To count or not to count?

I think it's a personal decision, and it's one everyone has to come to on their own. Personally, I do not count or track, and it is so freeing. I have an obsessive personality, and the counting calories or points or whatevers was literally driving me crazy. I got tired of the battle at the end of every day trying to figure out what I was gonna eat that was within my points or calories. There are some trade offs though.

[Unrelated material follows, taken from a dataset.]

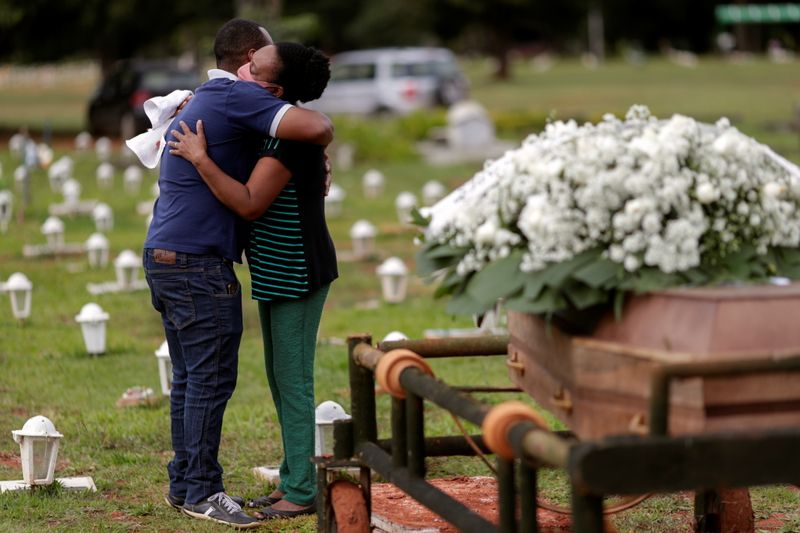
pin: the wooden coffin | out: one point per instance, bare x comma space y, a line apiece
600, 385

I eat 5-6 times per day, every three hours, and I eat a small rotation of the same meals every single day. For example, I eat 2 eggs, a bowl of oatmeal, and a piece of fruit every single day for breakfast (well, not on Fridays during Lent, when I go wild and crazy and have a protein shake). I have a salad with 3 oz of protein or a bowl of soup as my mid-day meal. I also plan what specific foods I will eat every single day, often 4 days in advance. Then I just prepare it, pack it and eat it. Boring to some, but sanity saving for me. I do know roughly how many calories each of my meals is, and the fact that they're all about the same adds even more freedom for me. I can experiment with combinations and timing to see what works better.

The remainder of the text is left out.